You'd appreciate this, Steve: The only time I lived in the Bay Area for any extent of time was in the late Summer and early Fall of 1971. I rooted the A's and the Giants** into the playoffs, and had tickets for both the three ALCS games in Oakland and all seven possible World Series games. You know the rest of the story, I'm sure.
** Do you remember that famous Labor Day game in the Stick when the temperature was something like 104 degrees? That was when the Giants and Dodgers fans (a pretty even split, IIRC) each spent a small fortune buying up each other's pennants, just so they could burn them in full view, in what was their idea of the supreme act of disrespect. As much of a total AL fan as I've always been, that's always been in my top 10 list of regular season games.
I am a Chicago fan.
It wasn't Labor Day; the Giants played the Dodgers in LA on Labor Day of '71. (The first of a five-game sweep by the Dodgers in the home-and-home showdown, ushering in that nightmarishly tense September.)
But, yeah, games against the Dodgers at Candlestick had a certain refinement to them, didn't they?
Sure, but they are in the same general category of "competitions people will pay to see" :) In the case of Yankees/Mets, it's more than just another set of nearby ballgames for your local team.
When you get down the chain to Astros/Rangers, it probably is more just another set of nearby ballgames. Those games draw well, but "rivalry"? I think not ...

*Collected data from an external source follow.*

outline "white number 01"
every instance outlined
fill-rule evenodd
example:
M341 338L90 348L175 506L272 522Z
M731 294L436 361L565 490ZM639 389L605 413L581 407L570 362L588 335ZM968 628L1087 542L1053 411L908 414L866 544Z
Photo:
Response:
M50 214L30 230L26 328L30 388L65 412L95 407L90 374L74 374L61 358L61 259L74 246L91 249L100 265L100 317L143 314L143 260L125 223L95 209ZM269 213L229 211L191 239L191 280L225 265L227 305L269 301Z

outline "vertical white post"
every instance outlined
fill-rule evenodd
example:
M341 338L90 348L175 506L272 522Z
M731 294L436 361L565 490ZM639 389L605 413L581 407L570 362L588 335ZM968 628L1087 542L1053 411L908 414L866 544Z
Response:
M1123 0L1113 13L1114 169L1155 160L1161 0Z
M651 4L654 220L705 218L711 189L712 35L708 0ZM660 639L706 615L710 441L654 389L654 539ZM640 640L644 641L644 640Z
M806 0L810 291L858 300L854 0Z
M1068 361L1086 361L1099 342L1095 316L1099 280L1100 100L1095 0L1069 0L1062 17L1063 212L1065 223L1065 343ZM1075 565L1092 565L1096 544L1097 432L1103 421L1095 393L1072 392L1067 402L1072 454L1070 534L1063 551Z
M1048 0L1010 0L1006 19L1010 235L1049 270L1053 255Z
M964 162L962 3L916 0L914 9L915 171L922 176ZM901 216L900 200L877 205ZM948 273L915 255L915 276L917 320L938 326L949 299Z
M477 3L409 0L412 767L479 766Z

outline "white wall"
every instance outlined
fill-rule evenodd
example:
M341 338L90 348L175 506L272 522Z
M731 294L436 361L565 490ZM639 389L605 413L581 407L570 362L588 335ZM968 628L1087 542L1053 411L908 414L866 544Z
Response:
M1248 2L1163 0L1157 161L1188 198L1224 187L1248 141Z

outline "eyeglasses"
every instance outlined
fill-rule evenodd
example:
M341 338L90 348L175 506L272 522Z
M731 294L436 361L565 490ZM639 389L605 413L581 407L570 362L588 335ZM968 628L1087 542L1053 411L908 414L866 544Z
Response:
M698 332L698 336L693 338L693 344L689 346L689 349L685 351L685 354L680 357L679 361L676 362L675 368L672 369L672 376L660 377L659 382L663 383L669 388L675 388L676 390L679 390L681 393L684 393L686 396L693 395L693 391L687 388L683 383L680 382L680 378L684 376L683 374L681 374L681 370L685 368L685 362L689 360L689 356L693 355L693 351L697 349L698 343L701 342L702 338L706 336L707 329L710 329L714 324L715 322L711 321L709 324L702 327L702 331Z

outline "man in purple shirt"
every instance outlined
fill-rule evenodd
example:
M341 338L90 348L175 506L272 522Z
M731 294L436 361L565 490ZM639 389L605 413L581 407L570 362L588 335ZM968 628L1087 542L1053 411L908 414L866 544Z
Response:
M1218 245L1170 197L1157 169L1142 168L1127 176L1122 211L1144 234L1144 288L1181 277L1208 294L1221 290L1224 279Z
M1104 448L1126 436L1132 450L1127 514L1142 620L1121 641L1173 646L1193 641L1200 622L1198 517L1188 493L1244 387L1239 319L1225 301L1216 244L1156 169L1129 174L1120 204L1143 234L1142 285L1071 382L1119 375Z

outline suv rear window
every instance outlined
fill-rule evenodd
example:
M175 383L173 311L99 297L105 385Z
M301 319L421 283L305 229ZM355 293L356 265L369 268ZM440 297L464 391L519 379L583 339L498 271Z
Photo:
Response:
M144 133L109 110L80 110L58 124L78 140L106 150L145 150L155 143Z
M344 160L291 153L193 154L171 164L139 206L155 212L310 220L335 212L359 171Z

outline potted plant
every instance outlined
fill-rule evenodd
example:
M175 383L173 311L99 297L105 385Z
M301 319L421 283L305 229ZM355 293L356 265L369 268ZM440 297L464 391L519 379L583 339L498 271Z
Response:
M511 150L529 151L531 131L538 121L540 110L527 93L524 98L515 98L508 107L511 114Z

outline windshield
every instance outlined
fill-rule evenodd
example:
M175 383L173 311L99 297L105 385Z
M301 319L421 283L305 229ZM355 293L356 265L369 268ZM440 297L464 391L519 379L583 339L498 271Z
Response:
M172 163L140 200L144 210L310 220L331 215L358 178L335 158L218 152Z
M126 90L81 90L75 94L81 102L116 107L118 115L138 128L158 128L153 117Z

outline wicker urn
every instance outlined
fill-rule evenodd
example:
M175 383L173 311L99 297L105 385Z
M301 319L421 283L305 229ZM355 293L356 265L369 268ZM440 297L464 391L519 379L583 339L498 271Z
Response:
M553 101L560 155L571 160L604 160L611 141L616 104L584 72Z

It wasn't Labor Day; the Giants played the Dodgers in LA on Labor Day of '71. (The first of a five-game sweep by the Dodgers in the home-and-home showdown, ushering in that nightmarishly tense September.)
You're right; it was this game, on Tuesday, September 14th, where the Giants bullpen blew a two run lead in the top of the ninth, and where it ending with Hoyt Wilhelm striking out Willie Mays.
Beyond the Death Valley-like temperature and the dueling pennant fires, what I also remember about that evening was briefly walking out onto the Astroturf after the game, and recoiling in horror at just how artificial it felt. I know that sounds stupid, because of course I knew that it was nothing but glorified plastic, but this was the first time I'd ever actually had it under my feet. I'd been to Candlestick several times before that, but had never walked onto the field. AFAIC in many ways that shlt was even worse than steroids, and I still can't believe how long the players put up with it.